[mvapich-discuss] Problems with MPI_Publish_name in MVAPICH2....

Shucai Xiao shucai at vt.edu
Thu Jun 23 16:23:45 EDT 2011


Skipped content of type multipart/alternative-------------- next part --------------
[scxiao at gpu0031 connect]$ ~/software/mvapich2-1.7a2-install/bin/mpicc testPub.c 
[scxiao at gpu0031 connect]$ ./sync.sh 
[scxiao at gpu0031 connect]$ ~/software/trunk-r8710-install/bin/mpiexec.hydra -env MV2_SUPPORT_DPM=1 -nameserver gpu0031 -hosts gpu0031 -np 2 ./a.out
hostName = gpu0031.cluster
hostName = gpu0031.cluster
lookup name: "tag#0$description#"#RANK:00000000(000001c2:006c004d:00000001)#"$P"
serve name: "MyTest"
Here1
^CCtrl-C caught... cleaning up processes
[scxiao at gpu0031 connect]$ ~/software/trunk-r8710-install/bin/mpiexec.hydra -env MV2_SUPPORT_DPM=1 -nameserver gpu0031 -hosts gpu0031,gpu0032 -np 2 ./a.out
hostName = gpu0031.cluster
hostName = gpu0032.cluster
lookup name: "tag#0$description#"#RANK:00000000(000001c2:0014004b:00000001)#"$P"
serve name: "MyTest"
Here1
^CCtrl-C caught... cleaning up processes
[scxiao at gpu0031 connect]$ ~/software/mvapich2-1.7a2-install/bin/mpiexec.hydra -env MV2_SUPPORT_DPM=1 -nameserver gpu0031 -hosts gpu0031,gpu0032 -np 2 ./a.out
hostName = gpu0031.cluster
hostName = gpu0032.cluster
Error in lookup name: "Invalid service name (see MPI_Publish_name)"
Here1
[gpu0032.cluster:mpi_rank_1][error_sighandler] Caught error: Segmentation fault (signal 11)

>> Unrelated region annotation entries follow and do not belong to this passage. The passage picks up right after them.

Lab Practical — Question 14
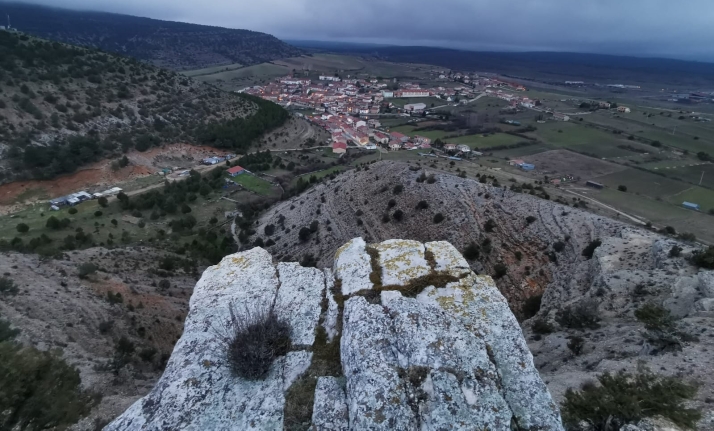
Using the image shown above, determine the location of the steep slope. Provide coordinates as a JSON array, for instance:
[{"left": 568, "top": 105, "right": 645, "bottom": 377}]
[
  {"left": 0, "top": 2, "right": 302, "bottom": 70},
  {"left": 252, "top": 162, "right": 714, "bottom": 430},
  {"left": 106, "top": 238, "right": 563, "bottom": 431},
  {"left": 252, "top": 162, "right": 626, "bottom": 313},
  {"left": 0, "top": 32, "right": 288, "bottom": 182},
  {"left": 0, "top": 247, "right": 196, "bottom": 429}
]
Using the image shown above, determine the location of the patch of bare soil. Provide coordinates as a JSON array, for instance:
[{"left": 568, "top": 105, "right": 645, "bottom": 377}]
[
  {"left": 523, "top": 150, "right": 626, "bottom": 179},
  {"left": 0, "top": 144, "right": 227, "bottom": 213}
]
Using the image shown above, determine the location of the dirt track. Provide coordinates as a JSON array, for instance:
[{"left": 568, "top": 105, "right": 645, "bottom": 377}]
[{"left": 0, "top": 144, "right": 226, "bottom": 214}]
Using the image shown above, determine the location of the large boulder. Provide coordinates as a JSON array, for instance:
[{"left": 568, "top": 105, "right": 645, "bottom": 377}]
[{"left": 106, "top": 238, "right": 563, "bottom": 431}]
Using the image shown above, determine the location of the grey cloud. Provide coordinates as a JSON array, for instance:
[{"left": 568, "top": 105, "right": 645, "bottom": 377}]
[{"left": 8, "top": 0, "right": 714, "bottom": 59}]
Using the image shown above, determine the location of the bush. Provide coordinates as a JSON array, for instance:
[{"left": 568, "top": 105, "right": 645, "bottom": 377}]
[
  {"left": 561, "top": 369, "right": 701, "bottom": 431},
  {"left": 582, "top": 239, "right": 602, "bottom": 259},
  {"left": 392, "top": 210, "right": 404, "bottom": 221},
  {"left": 0, "top": 341, "right": 98, "bottom": 430},
  {"left": 79, "top": 262, "right": 98, "bottom": 279},
  {"left": 227, "top": 310, "right": 291, "bottom": 380},
  {"left": 463, "top": 242, "right": 481, "bottom": 260},
  {"left": 692, "top": 245, "right": 714, "bottom": 269},
  {"left": 568, "top": 335, "right": 585, "bottom": 356},
  {"left": 635, "top": 303, "right": 674, "bottom": 330},
  {"left": 555, "top": 299, "right": 600, "bottom": 329},
  {"left": 521, "top": 294, "right": 543, "bottom": 319},
  {"left": 298, "top": 227, "right": 312, "bottom": 242},
  {"left": 0, "top": 277, "right": 20, "bottom": 295},
  {"left": 45, "top": 216, "right": 62, "bottom": 230},
  {"left": 669, "top": 244, "right": 682, "bottom": 257}
]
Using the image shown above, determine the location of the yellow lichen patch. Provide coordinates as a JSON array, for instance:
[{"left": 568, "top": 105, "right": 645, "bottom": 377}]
[{"left": 231, "top": 255, "right": 248, "bottom": 269}]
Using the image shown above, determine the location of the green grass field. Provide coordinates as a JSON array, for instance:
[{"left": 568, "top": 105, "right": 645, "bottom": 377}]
[
  {"left": 594, "top": 168, "right": 690, "bottom": 198},
  {"left": 591, "top": 189, "right": 714, "bottom": 243},
  {"left": 234, "top": 174, "right": 273, "bottom": 196},
  {"left": 658, "top": 164, "right": 714, "bottom": 188},
  {"left": 389, "top": 126, "right": 453, "bottom": 141},
  {"left": 534, "top": 121, "right": 633, "bottom": 158},
  {"left": 667, "top": 187, "right": 714, "bottom": 213}
]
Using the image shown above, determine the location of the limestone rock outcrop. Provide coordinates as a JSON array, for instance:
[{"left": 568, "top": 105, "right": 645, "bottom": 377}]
[{"left": 106, "top": 238, "right": 563, "bottom": 431}]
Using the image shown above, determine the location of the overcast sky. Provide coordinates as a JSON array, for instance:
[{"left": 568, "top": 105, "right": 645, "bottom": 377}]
[{"left": 9, "top": 0, "right": 714, "bottom": 61}]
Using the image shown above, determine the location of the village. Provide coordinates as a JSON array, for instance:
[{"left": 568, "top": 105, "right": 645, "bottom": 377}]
[{"left": 241, "top": 71, "right": 629, "bottom": 157}]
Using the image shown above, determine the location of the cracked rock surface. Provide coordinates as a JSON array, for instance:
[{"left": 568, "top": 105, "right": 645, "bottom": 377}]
[{"left": 106, "top": 238, "right": 563, "bottom": 431}]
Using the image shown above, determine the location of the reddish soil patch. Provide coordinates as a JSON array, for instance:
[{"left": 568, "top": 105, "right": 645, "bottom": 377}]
[{"left": 0, "top": 144, "right": 227, "bottom": 208}]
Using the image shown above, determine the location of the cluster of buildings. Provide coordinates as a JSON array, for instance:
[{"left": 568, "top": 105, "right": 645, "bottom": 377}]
[
  {"left": 201, "top": 154, "right": 236, "bottom": 166},
  {"left": 508, "top": 159, "right": 535, "bottom": 171},
  {"left": 241, "top": 75, "right": 476, "bottom": 118}
]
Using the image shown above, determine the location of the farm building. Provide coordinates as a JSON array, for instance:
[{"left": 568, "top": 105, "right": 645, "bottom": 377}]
[
  {"left": 404, "top": 103, "right": 426, "bottom": 111},
  {"left": 228, "top": 166, "right": 246, "bottom": 177},
  {"left": 332, "top": 142, "right": 347, "bottom": 154},
  {"left": 682, "top": 202, "right": 699, "bottom": 211}
]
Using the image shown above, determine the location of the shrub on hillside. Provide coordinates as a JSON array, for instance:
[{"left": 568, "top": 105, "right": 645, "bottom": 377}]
[
  {"left": 582, "top": 239, "right": 602, "bottom": 259},
  {"left": 561, "top": 369, "right": 701, "bottom": 431},
  {"left": 692, "top": 245, "right": 714, "bottom": 269},
  {"left": 227, "top": 310, "right": 291, "bottom": 380},
  {"left": 0, "top": 341, "right": 99, "bottom": 430},
  {"left": 79, "top": 262, "right": 98, "bottom": 279},
  {"left": 463, "top": 241, "right": 481, "bottom": 260},
  {"left": 493, "top": 263, "right": 508, "bottom": 279},
  {"left": 521, "top": 293, "right": 543, "bottom": 319},
  {"left": 0, "top": 277, "right": 20, "bottom": 295},
  {"left": 555, "top": 299, "right": 600, "bottom": 329}
]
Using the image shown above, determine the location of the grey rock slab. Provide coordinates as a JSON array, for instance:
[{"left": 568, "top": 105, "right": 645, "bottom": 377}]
[
  {"left": 333, "top": 238, "right": 372, "bottom": 295},
  {"left": 311, "top": 377, "right": 349, "bottom": 431}
]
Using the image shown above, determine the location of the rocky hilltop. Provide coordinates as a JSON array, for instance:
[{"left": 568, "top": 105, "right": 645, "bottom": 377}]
[{"left": 106, "top": 238, "right": 563, "bottom": 430}]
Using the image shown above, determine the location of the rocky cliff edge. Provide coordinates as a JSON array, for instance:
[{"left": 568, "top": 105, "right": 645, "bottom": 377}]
[{"left": 106, "top": 238, "right": 563, "bottom": 431}]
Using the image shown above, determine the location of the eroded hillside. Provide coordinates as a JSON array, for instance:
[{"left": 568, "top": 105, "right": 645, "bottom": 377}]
[
  {"left": 252, "top": 162, "right": 626, "bottom": 313},
  {"left": 0, "top": 32, "right": 288, "bottom": 182}
]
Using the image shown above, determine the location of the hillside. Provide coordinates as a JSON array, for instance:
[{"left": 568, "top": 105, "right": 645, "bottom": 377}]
[
  {"left": 106, "top": 238, "right": 563, "bottom": 431},
  {"left": 248, "top": 162, "right": 714, "bottom": 430},
  {"left": 0, "top": 2, "right": 301, "bottom": 70},
  {"left": 0, "top": 32, "right": 288, "bottom": 182}
]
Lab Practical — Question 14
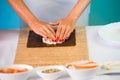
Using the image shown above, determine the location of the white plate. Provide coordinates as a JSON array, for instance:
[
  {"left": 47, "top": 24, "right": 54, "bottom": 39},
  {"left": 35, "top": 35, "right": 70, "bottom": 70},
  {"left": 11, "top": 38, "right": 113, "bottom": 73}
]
[
  {"left": 98, "top": 61, "right": 120, "bottom": 75},
  {"left": 36, "top": 65, "right": 67, "bottom": 80},
  {"left": 98, "top": 22, "right": 120, "bottom": 46}
]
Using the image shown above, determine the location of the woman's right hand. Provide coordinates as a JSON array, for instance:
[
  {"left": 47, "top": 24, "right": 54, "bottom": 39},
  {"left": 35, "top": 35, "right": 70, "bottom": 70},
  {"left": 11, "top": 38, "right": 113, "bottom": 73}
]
[{"left": 30, "top": 22, "right": 56, "bottom": 40}]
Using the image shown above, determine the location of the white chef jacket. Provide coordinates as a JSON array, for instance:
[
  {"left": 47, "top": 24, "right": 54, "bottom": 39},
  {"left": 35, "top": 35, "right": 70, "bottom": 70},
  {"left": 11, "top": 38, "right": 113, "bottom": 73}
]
[{"left": 24, "top": 0, "right": 89, "bottom": 26}]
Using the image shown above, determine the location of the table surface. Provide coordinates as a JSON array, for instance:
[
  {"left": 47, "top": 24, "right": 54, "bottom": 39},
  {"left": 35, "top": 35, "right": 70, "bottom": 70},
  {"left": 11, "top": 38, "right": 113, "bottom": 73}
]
[
  {"left": 15, "top": 27, "right": 88, "bottom": 66},
  {"left": 0, "top": 26, "right": 120, "bottom": 80}
]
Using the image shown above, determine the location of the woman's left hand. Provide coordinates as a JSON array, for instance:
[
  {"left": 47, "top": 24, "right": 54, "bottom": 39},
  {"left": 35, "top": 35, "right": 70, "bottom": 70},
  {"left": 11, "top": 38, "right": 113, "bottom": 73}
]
[{"left": 50, "top": 18, "right": 76, "bottom": 42}]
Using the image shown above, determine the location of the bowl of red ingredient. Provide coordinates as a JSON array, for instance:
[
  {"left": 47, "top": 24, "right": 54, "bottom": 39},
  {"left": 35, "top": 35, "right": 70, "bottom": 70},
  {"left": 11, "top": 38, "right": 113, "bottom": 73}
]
[{"left": 0, "top": 64, "right": 33, "bottom": 80}]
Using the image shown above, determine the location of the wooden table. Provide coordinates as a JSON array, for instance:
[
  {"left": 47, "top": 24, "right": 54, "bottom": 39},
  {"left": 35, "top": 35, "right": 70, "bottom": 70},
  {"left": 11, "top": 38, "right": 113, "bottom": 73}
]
[{"left": 15, "top": 27, "right": 88, "bottom": 66}]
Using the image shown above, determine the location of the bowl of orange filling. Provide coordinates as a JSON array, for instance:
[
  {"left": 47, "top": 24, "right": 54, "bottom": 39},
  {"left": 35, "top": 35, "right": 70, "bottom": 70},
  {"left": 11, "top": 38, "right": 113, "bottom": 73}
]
[
  {"left": 66, "top": 60, "right": 98, "bottom": 80},
  {"left": 0, "top": 64, "right": 33, "bottom": 80}
]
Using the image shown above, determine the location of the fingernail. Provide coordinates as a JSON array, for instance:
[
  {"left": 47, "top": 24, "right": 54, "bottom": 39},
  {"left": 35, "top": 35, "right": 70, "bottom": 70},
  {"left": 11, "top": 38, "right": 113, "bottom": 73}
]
[
  {"left": 46, "top": 36, "right": 49, "bottom": 39},
  {"left": 52, "top": 39, "right": 55, "bottom": 42},
  {"left": 62, "top": 39, "right": 64, "bottom": 42},
  {"left": 65, "top": 37, "right": 69, "bottom": 39},
  {"left": 57, "top": 37, "right": 59, "bottom": 39}
]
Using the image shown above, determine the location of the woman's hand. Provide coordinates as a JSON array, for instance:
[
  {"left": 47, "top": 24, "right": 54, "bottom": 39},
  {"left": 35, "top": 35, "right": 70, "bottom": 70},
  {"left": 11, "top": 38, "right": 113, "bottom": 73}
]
[
  {"left": 30, "top": 22, "right": 56, "bottom": 40},
  {"left": 50, "top": 17, "right": 76, "bottom": 42}
]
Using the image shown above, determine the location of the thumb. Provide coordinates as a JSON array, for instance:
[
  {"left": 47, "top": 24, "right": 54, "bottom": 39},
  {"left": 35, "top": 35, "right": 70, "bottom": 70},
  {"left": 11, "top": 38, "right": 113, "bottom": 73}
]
[{"left": 49, "top": 21, "right": 59, "bottom": 26}]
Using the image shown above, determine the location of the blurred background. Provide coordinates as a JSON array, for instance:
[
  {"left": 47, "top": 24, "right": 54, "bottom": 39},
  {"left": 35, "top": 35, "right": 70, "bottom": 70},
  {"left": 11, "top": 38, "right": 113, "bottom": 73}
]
[{"left": 0, "top": 0, "right": 120, "bottom": 30}]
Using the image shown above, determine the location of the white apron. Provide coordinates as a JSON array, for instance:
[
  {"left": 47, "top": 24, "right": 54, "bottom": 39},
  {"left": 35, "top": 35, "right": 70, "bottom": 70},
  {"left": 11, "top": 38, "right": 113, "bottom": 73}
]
[{"left": 24, "top": 0, "right": 89, "bottom": 26}]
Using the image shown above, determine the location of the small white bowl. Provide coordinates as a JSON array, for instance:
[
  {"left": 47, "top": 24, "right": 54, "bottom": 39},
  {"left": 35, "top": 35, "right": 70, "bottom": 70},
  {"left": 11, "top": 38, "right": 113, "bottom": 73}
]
[
  {"left": 36, "top": 65, "right": 65, "bottom": 80},
  {"left": 66, "top": 68, "right": 98, "bottom": 80},
  {"left": 0, "top": 64, "right": 33, "bottom": 80}
]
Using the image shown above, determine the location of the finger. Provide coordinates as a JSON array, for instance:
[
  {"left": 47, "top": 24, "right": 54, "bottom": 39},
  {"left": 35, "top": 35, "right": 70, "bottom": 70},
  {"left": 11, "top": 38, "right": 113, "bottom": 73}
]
[
  {"left": 63, "top": 28, "right": 70, "bottom": 39},
  {"left": 48, "top": 25, "right": 55, "bottom": 36},
  {"left": 66, "top": 31, "right": 72, "bottom": 39},
  {"left": 38, "top": 29, "right": 49, "bottom": 39},
  {"left": 49, "top": 21, "right": 59, "bottom": 26},
  {"left": 60, "top": 26, "right": 66, "bottom": 41},
  {"left": 43, "top": 27, "right": 55, "bottom": 39},
  {"left": 56, "top": 25, "right": 62, "bottom": 39}
]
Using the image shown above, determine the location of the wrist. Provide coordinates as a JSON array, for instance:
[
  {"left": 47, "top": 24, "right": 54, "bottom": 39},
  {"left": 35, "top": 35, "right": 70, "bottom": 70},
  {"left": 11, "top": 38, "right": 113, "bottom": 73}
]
[{"left": 66, "top": 16, "right": 77, "bottom": 24}]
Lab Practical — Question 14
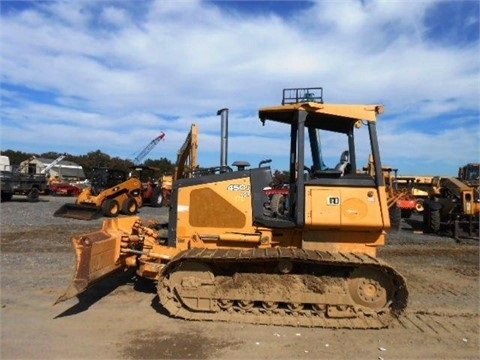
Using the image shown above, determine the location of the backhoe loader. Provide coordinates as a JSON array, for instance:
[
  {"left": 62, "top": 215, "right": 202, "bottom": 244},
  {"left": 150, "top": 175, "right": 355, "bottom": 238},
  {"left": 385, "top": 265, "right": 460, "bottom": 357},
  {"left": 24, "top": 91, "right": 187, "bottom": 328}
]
[
  {"left": 57, "top": 88, "right": 408, "bottom": 329},
  {"left": 54, "top": 168, "right": 143, "bottom": 220}
]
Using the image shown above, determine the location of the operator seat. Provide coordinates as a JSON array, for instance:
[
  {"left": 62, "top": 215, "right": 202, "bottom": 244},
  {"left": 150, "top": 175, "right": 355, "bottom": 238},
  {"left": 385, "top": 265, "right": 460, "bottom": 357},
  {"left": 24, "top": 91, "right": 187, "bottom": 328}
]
[{"left": 335, "top": 150, "right": 352, "bottom": 176}]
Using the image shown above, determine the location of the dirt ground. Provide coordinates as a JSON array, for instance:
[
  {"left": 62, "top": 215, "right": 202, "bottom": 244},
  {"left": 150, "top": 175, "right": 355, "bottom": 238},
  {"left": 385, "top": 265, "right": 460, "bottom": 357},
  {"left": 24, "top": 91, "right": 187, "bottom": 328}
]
[{"left": 0, "top": 196, "right": 480, "bottom": 360}]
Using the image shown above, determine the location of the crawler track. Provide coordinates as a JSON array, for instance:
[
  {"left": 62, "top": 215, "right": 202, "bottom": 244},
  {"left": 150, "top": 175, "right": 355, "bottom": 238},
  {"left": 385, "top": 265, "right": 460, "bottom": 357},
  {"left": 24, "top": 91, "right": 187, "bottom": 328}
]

=====================================================================================
=   BAD TERMINATION OF ONE OF YOUR APPLICATION PROCESSES
=   EXIT CODE: 11
=   CLEANING UP REMAINING PROCESSES
=   YOU CAN IGNORE THE BELOW CLEANUP MESSAGES
=====================================================================================
[proxy:0:0 at gpu0031.cluster] HYD_pmcd_pmip_control_cmd_cb (./pm/pmiserv/pmip_cb.c:906): assert (!closed) failed
[proxy:0:0 at gpu0031.cluster] HYDT_dmxu_poll_wait_for_event (./tools/demux/demux_poll.c:77): callback returned error status
[proxy:0:0 at gpu0031.cluster] main (./pm/pmiserv/pmip.c:222): demux engine error waiting for event
[mpiexec at gpu0031.cluster] HYDT_bscu_wait_for_completion (./tools/bootstrap/utils/bscu_wait.c:70): one of the processes terminated badly; aborting
[mpiexec at gpu0031.cluster] HYDT_bsci_wait_for_completion (./tools/bootstrap/src/bsci_wait.c:23): launcher returned error waiting for completion
[mpiexec at gpu0031.cluster] HYD_pmci_wait_for_completion (./pm/pmiserv/pmiserv_pmci.c:179): launcher returned error waiting for completion
[mpiexec at gpu0031.cluster] main (./ui/mpich/mpiexec.c:397): process manager error waiting for completion
[scxiao at gpu0031 connect]$ ~/software/mvapich2-1.7a2-install/bin/mpiexec.hydra -env MV2_SUPPORT_DPM=1 -nameserver gpu0031 -hosts gpu0031 -np 2 ./a.out
hostName = gpu0031.cluster
hostName = gpu0031.cluster
Error in lookup name: "Invalid service name (see MPI_Publish_name)"
Here1
[gpu0031.cluster:mpi_rank_1][error_sighandler] Caught error: Segmentation fault (signal 11)

=====================================================================================
=   BAD TERMINATION OF ONE OF YOUR APPLICATION PROCESSES
=   EXIT CODE: 11
=   CLEANING UP REMAINING PROCESSES
=   YOU CAN IGNORE THE BELOW CLEANUP MESSAGES
=====================================================================================
APPLICATION TERMINATED WITH THE EXIT STRING: Segmentation fault (signal 11)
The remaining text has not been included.